Why is he being sued?
Inquiry Suggests Marines Excised Files on Killings
By DAVID S. CLOUD
Published: August 18, 2006
WASHINGTON, Aug. 17 — A high-level military investigation into the killings of 24 Iraqis in Haditha last November has uncovered instances in which American marines involved in the episode appear to have destroyed or withheld evidence, according to two Defense Department officials briefed on the case.
The investigation found that an official company logbook of the unit involved had been tampered with and that an incriminating video taken by an aerial drone the day of the killings was not given to investigators until Lt. Gen. Peter W. Chiarelli, the second-ranking commander in Iraq, intervened, the officials said.
Those findings, contained in a long report that was completed last month but not made public, go beyond what has been previously reported about the case. It has been known that marines who carried out the killings made misleading statements to investigators and that senior officers were criticized for not being more aggressive in investigating the case, in which most or all of the Iraqis who were killed were civilians. But this is the first time details about possible concealment or destruction of evidence have been disclosed.
The report’s findings have been sent to the Naval Criminal Investigative Service, which is investigating members of the unit involved in the killings, as well as higher-ranking officers in the Second Marine Division. No charges have been brought yet.
The report, based on an investigation by Maj. Gen. Eldon A. Bargewell of the Army, does not directly accuse marines of attempting a cover-up, but it does describe several suspicious incidents, according to the Defense Department officials.
It says that the logbook, which was meant to be a daily record of major incidents the marines’ company encountered, had all the pages missing for Nov. 19, the day of the killings, and that those portions had not been found, the officials said.
No conclusions are drawn about who may have tampered with the log.
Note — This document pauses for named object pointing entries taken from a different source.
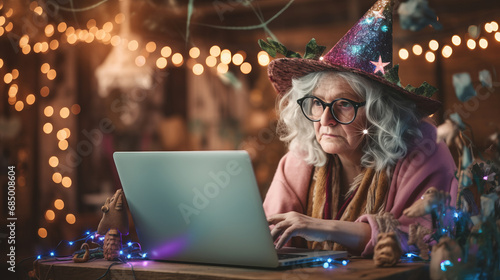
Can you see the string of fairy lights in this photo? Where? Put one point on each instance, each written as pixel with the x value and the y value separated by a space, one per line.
pixel 471 39
pixel 218 61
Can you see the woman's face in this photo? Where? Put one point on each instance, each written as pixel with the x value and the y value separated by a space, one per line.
pixel 336 138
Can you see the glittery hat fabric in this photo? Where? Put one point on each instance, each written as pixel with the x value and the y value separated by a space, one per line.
pixel 366 49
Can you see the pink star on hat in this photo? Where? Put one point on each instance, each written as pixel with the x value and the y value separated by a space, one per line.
pixel 379 65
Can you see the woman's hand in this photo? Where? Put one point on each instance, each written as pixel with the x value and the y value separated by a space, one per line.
pixel 293 224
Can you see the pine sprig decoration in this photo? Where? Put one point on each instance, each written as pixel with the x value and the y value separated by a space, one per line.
pixel 273 47
pixel 425 89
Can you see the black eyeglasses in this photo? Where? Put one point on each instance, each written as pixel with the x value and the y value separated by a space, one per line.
pixel 343 110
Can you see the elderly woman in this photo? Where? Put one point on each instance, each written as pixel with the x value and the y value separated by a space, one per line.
pixel 360 145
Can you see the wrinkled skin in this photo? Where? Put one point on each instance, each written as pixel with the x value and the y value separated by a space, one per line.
pixel 387 252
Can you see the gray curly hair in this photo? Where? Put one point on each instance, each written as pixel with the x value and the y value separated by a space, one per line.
pixel 393 120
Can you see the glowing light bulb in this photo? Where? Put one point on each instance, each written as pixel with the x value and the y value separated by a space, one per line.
pixel 194 52
pixel 446 51
pixel 417 49
pixel 246 68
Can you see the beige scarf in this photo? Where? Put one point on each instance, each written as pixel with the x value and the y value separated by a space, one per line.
pixel 367 196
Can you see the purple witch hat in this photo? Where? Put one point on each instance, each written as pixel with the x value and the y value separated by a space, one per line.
pixel 366 49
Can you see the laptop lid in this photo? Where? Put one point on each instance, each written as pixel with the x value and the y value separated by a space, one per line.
pixel 201 206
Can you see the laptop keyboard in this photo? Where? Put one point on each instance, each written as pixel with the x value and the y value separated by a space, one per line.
pixel 289 256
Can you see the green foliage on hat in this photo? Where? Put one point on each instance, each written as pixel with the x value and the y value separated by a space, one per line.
pixel 272 47
pixel 425 89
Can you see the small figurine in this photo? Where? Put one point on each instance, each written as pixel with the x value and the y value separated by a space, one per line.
pixel 113 225
pixel 445 257
pixel 416 235
pixel 387 251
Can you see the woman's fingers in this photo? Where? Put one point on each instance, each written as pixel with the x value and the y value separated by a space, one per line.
pixel 285 237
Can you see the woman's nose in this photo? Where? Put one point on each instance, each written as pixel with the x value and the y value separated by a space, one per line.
pixel 327 117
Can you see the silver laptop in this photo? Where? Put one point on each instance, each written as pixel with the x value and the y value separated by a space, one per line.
pixel 202 207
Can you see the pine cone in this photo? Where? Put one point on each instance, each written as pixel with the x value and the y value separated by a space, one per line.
pixel 112 244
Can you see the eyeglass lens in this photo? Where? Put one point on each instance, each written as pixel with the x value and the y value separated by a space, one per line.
pixel 343 110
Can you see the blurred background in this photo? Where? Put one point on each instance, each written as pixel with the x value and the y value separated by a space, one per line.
pixel 80 80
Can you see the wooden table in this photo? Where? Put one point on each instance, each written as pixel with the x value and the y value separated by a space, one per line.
pixel 355 269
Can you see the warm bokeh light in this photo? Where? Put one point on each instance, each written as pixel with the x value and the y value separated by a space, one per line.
pixel 63 145
pixel 44 91
pixel 483 43
pixel 64 112
pixel 446 51
pixel 177 59
pixel 91 23
pixel 151 47
pixel 430 56
pixel 76 109
pixel 198 69
pixel 417 49
pixel 68 132
pixel 225 56
pixel 263 58
pixel 26 49
pixel 238 59
pixel 57 177
pixel 30 99
pixel 54 44
pixel 50 215
pixel 246 68
pixel 119 18
pixel 66 182
pixel 471 44
pixel 215 51
pixel 19 106
pixel 61 27
pixel 47 128
pixel 51 75
pixel 133 45
pixel 53 160
pixel 61 134
pixel 42 232
pixel 211 61
pixel 166 51
pixel 24 41
pixel 7 78
pixel 433 45
pixel 10 12
pixel 48 111
pixel 161 63
pixel 70 218
pixel 49 30
pixel 59 203
pixel 108 27
pixel 222 68
pixel 13 90
pixel 194 52
pixel 45 68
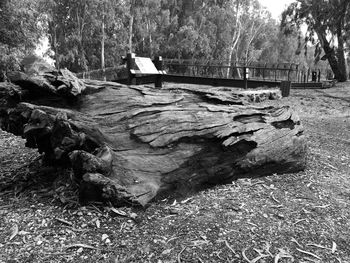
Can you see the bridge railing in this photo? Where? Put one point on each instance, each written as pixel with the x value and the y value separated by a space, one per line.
pixel 256 71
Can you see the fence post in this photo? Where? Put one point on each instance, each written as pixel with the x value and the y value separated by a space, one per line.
pixel 158 62
pixel 130 63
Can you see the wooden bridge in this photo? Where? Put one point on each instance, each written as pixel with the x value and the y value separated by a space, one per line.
pixel 215 73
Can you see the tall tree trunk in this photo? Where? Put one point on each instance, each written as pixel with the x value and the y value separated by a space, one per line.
pixel 332 57
pixel 341 55
pixel 130 31
pixel 103 44
pixel 234 41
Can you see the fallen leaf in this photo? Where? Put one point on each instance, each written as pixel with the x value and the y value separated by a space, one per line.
pixel 80 245
pixel 317 245
pixel 254 260
pixel 296 242
pixel 118 212
pixel 104 237
pixel 282 254
pixel 64 221
pixel 14 231
pixel 167 251
pixel 186 200
pixel 133 215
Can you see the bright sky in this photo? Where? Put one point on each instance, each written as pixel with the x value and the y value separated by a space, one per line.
pixel 276 7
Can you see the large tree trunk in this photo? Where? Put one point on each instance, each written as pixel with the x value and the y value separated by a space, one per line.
pixel 136 143
pixel 336 60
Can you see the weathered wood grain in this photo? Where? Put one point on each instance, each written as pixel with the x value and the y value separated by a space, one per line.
pixel 136 143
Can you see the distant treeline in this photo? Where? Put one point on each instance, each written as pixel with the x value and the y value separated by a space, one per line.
pixel 92 34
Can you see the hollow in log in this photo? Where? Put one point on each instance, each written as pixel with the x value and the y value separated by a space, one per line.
pixel 138 143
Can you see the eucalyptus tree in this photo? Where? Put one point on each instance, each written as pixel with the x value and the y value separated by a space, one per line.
pixel 328 22
pixel 20 31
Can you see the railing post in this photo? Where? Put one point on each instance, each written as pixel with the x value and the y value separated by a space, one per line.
pixel 158 62
pixel 130 63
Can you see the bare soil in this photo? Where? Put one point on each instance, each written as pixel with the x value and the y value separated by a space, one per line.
pixel 301 217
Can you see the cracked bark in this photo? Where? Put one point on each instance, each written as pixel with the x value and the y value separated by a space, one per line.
pixel 135 143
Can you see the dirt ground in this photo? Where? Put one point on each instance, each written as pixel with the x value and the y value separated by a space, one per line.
pixel 301 217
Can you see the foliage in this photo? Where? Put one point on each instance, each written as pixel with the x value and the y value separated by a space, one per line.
pixel 20 29
pixel 327 24
pixel 90 34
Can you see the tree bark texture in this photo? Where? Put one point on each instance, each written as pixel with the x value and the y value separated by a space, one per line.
pixel 137 143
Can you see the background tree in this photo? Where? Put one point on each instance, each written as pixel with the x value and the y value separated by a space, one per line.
pixel 327 22
pixel 20 31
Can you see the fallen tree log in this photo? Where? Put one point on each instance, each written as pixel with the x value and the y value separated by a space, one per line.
pixel 137 143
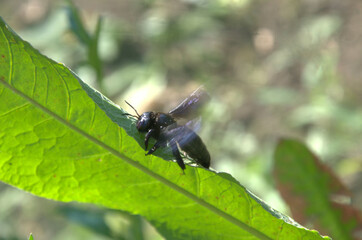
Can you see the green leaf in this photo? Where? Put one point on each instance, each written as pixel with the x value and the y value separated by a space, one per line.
pixel 57 142
pixel 309 186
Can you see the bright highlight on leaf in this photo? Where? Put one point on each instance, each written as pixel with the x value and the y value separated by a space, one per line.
pixel 62 140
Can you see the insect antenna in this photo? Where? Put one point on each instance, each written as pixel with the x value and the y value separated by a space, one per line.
pixel 133 109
But the report says that Staff Sgt. Frank D. Wuterich, the leader of the squad involved in the killings, was on duty at the unit’s operations center, where the logbook was kept, shortly after the killings occurred, the officials said.
Mark S. Zaid, a lawyer for Sergeant Wuterich, declined to comment.
Investigators were also initially told by Marine officers that videotape taken by the drone was not available, one of the officials said. The officials added that the marines produced the tape only after General Bargewell had completed his inquiry and they had been asked again to produce it by General Chiarelli.
The report has been closely held within the Defense Department, and the officials who agreed to discuss it did so because they said they thought it should receive wider public attention. They agreed to speak only if their names were not published because they had not been authorized by superiors to discuss its contents.
The deaths occurred outside the town of Haditha after a three-vehicle convoy of marines was hit by a roadside bomb, killing a lance corporal. The squad then began going through houses nearby, killing Iraqis found inside in what defense lawyers have said was a justifiable use of lethal force by marines who believed they were under concerted attack by insurgents.
The Marine Corps issued a press release the next day saying that 15 of the civilian deaths had been caused by the bomb explosion. But several officers in the unit have said they knew even then that marines had killed all 24 of the dead Iraqis, 9 of whom were suspected insurgents.
Since then, the idea that any of the victims were insurgents has been challenged, both by Iraqi survivors and by some American military officials familiar with the case, noting that the victims included 10 women and children and an elderly man in a wheelchair. They have said that evidence suggests that the marines overreacted after the death of their fellow marine and shot the civilians in cold blood.